When someone asked me how old I was turning this past weekend, I said “Forty-nine,” while noting the nine is German for ‘no’, as in, “No! Please don’t drag me into the next decade.”
Revolution 9 from The Beatles’ White Album holds sway with modern-day prophets, particularly one Charles Manson. The significance of that track’s lyrics was not lost on him. Number 9…Number 9…Number 9. He and he alone understood the transition about to take place, as Revelations 9, the Locust, would lead to Revelations 10, the arrival of the Mighty Angel with the Little Book. (Of course, Manson is insane, so it’s hard to give him much leeway regarding scriptural interpretation.)
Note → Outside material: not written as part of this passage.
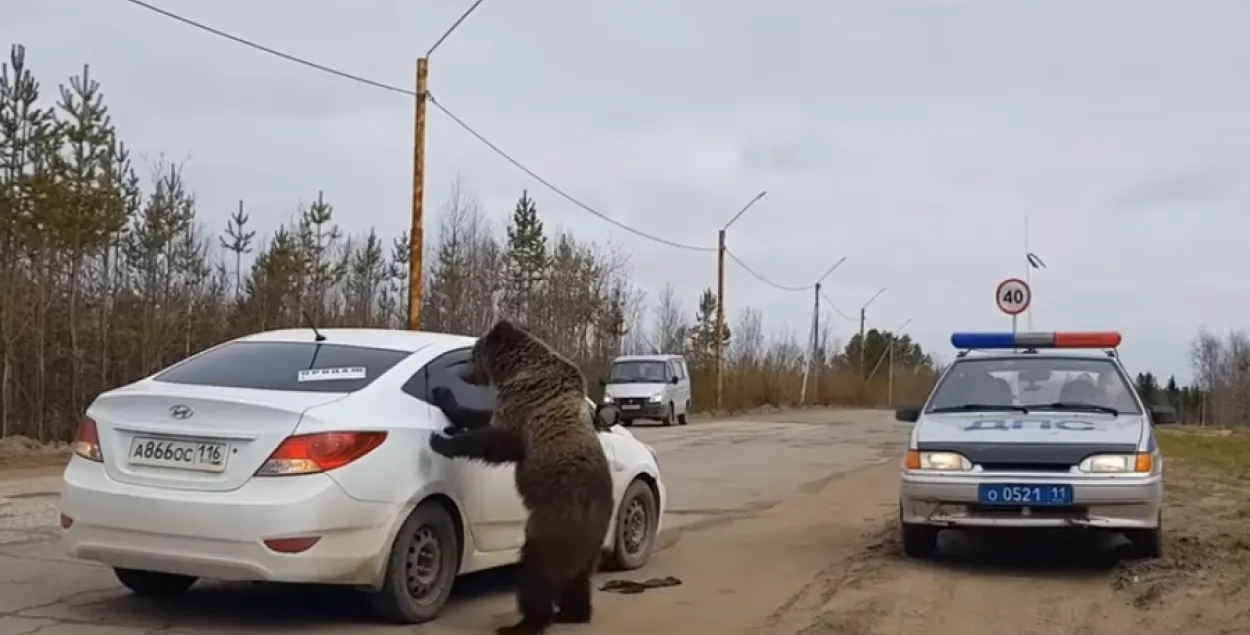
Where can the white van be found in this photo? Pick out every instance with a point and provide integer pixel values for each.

More to the point, it’s hard to find favor with such an ominous number as 9. Sure, it’s a kick to watch a row of them tick and click their way to a fresh set of zeroes on the odometer, pretending that a new model of car has just taken the place of the old one, with that new car smell and all the latest bells and whistles. But such are the delusions that will turn positive thinkers into the defeated, on their knees and the gnashing of teeth.
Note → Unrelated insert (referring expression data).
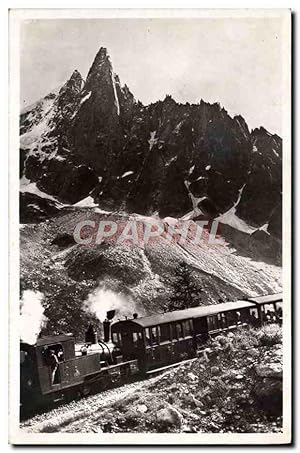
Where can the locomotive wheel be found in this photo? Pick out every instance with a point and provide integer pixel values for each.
(86, 389)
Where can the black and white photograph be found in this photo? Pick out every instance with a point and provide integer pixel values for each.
(150, 166)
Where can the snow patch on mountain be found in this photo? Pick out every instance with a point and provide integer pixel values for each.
(152, 140)
(115, 93)
(87, 202)
(86, 97)
(26, 186)
(230, 218)
(127, 173)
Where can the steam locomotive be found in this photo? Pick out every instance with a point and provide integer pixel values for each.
(55, 368)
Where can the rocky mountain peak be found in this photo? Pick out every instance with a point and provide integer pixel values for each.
(166, 157)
The first time it appears in one’s life, at age 9, obviously, it has a freshness, easily ode to a Sesame Street lesson – “Let’s sing a song about nine. How many is nine?” Sometimes it’s nine cookies for Cookie Monster. Other times its nine ugly bats dangling, not so menacingly, from prop wire. Yes, very cute.
Yet each time it shows up, thereafter, coincidentally enough, every ten years, it takes on a new meaning. Turning 19 might appear as carefree, as simple and quaint as tapping the keg. Some might even say more a rite of passage than a privilege while taking flight from the safety of the nest. While 29 might be seen as an eye opener, with looming questions left unanswered. “Am I in business?” “Am I settled?” Chances are you’re on your way. But if you’re like Biff Loman, the answer is, “No. I’m like a boy.”
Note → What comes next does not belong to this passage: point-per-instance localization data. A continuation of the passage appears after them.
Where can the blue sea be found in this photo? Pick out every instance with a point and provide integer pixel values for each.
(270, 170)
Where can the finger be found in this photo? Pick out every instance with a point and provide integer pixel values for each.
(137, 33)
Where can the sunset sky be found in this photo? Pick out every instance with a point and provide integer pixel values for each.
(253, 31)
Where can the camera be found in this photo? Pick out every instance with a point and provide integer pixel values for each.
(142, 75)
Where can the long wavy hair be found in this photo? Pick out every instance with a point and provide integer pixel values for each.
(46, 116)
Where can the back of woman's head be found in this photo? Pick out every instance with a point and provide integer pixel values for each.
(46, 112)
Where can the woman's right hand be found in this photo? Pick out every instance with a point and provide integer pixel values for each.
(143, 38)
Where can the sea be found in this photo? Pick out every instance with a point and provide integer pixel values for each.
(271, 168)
Thirty-nine is the age when some people decide to no longer age. Jack Benny, entertainer and violin virtuoso, mastered the art of stopping time in its tracks, holding at 39 for the next 41 years and managing to avoid the burden of contemplating 49, 59, 69 and 79. Or did he?
As the number preceding the 9 increases, the screaming of the German ‘nine’ grows louder. I now see a photograph with the scowling face of philosopher Bertrand Russell, who is old as time, smarter than most, yet unable to boil a pot of water for a cup of tea. Not because he is becoming senile, but because he has been pre-occupied for too many years pondering his own mortality.
Thankfully, and in spite of myself, I can still boil a pot of water.